Wednesday 9 December 2009

Cook's book, about music not cooking

Cook, Nicholas. Music: A Very Short Introduction. Oxford: Oxford University Press, 1998. (Picture taken from Amazon)

This book is on the reading list for our first year students.  I tried a couple of times and found it hard to pull through the first two chapters.  It didn't quite appear to be very interesting.  However I was trying to find a quotation the other day and found out that the 4th chapter appears to be more adorable to my like.


Chapter 4 An Imaginary Object


p. 54-56


Many ancient civilizations, most notoriously that of Egypt, seem to have been haunted by a dread of decay and forgetfulness, and so attempted almost obsessively to give a permanent form to everything that their civilization embraced, to fix it for eternity; hence the existence of such time capsules as Tutankhamun's tomb.  Many cultures have been possessed by a similar desire to give music a tangible, enduring presence, and so the music of vanished societies survives to this day in the precarious form of fragile manuscripts in Japanese temples, European monastic archives, and American libraries.....


But 'survive' is perhaps too strong a word, for the music of the past exists in a kind of half-life.  Even if you understand how a notation works, there are aspects of the music about which the notation is silent.....
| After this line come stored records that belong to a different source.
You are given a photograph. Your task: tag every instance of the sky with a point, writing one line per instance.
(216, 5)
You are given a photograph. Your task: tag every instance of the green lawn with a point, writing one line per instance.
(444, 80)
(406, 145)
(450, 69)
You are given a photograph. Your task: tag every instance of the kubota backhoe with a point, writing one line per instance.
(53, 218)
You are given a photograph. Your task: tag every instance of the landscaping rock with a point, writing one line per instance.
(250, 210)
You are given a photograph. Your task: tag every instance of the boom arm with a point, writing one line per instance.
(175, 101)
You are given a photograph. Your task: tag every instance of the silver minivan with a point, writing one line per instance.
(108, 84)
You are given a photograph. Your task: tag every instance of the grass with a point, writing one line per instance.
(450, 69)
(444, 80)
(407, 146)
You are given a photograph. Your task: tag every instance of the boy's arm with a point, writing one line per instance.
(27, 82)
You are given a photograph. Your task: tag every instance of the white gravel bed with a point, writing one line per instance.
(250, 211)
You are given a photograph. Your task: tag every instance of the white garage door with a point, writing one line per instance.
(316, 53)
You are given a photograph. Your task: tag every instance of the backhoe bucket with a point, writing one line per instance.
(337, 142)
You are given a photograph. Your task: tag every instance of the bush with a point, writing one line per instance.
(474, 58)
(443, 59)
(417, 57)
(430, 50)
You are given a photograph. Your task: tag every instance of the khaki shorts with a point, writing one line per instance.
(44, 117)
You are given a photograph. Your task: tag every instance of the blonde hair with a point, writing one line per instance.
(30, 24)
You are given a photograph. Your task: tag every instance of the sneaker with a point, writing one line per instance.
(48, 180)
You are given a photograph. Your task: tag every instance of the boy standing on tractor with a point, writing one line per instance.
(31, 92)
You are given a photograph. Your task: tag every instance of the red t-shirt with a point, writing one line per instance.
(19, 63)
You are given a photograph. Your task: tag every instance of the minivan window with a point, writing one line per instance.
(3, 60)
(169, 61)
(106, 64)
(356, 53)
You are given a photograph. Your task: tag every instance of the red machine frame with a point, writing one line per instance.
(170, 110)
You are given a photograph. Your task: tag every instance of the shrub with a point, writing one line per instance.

The same problems apply to far more recent music, too.  You might assume that we would know how a nineteenth-century composition like Gounod's Ave Maria, say, was performed in its own time; after all, it has enjoyed a continuous performance traditions, unlike earlier music that has had to be laboriously reconstructed from the original sources.  But  there is a very early recording, dating from 1904, which casts doubt on this.  It was made by Alessandro Moreschi, the last castrato, who was in his time called 'the angel of Rome'.  During the seventeenth and eighteenth centuries boys with especially promising voices were sometimes castrated to prevent their voices breaking, and the resulting male sopranos took the lead roles in opera as well as singing in choirs.....

Actually found this on youtube, have a listen to the Castrato version of Ave Maria, very interesting.



p. 61


If we treated notation the way some Christian fundamentalists treat the Bible--if we said that anything that isn't in the score shouldn't be in the performance--then computer controlled synthesizers would by now have put performers out of a job: it takes a machine to perform the music literally, mindlessly, without expression.  But we don't treat notation this way.  The fact that the notation doesn't care about subtleties of temporal or dynamic shaping doesn't mean we don't care about them.  And if our notation simplifies the music by eliminating these things, that is because it is in the nature of notations to simplify.  A notation that tried to put everything in would end up being far too complicated to read.....


p. 64-67


Master of the Smallest Link


The pattern of what is determined by notation and what isn't, what is to be taken as given and what is a matter of performance interpretation, is one of the things that defines a musical culture; it defines not only how music is transmitted but also how the various individuals whose activities together make up a musical culture relate to one another.  It also largely determines how people imagine music within a given culture--most obviously how composers conceive their music, through you could say that it is shared patterns of imagination that bind all the members of a musical community together.  To composer within any given traditions, then, is to imagine sounds in terms of the particular configurations of determinacy and indeterminacy appropriate to that tradition, and this in turns means that notation is much more profoundly implicated in the act of composition than many accounts of the compositional process might lead you to believe.


There are two famous sources relating to the ways in which Mozart and Beethoven respectively conceived their music.  In a letter that only came to light at the beginning of the nineteenth century (it was first published in 1815), Mozart explained how musical ideas would come to him unbidden.....


And corroboration of this account of the compositional process comes from the composer Louis Schlösser, who at the age of 85 published an account of a meeting he had with Beethoven more than sixty years before, in 1822.....


The degree of consensus between these accounts is remarkable.  Both Maozrt and Beethoven emphasize how they can 'see' or 'survey' the music at a glance, and compare it to a picture.....


The explanation for the striking disparity between what Beethoven said and what he did is in fact depressingly simple, and the story has been told by Maynard Solomon.  The letter attributed to Mozart was almost certainly and invention of Friedrich Rochlitz, the journalist and critic who edited the magazine in which it first appeared.  And Schlösser's account of his conversation with Beethoven was almost certainly copied consciously or unconsciously from Rochlitz's letter; the two are just too similar for any other interpretation to be plausible.  Contemporaries believed these accounts were authentic not because they corresponded to how Mozart or Beethoven composed, nor even probably because they corresponded to what Mozart or Beethoven said, but because they represented what, in nineteenth-century eyes, the composers ought to have said.
  
It always fascinates me how human want to explain, identify, or try to understand what music values and what it is like behind the creative process.  As a part of the society, composers probably can't avoid to embrace the current culture or philosophical movements and the heritage from the past.  Nonetheless, comprehending those concepts not necessary teaches us how to write music.  Interesting.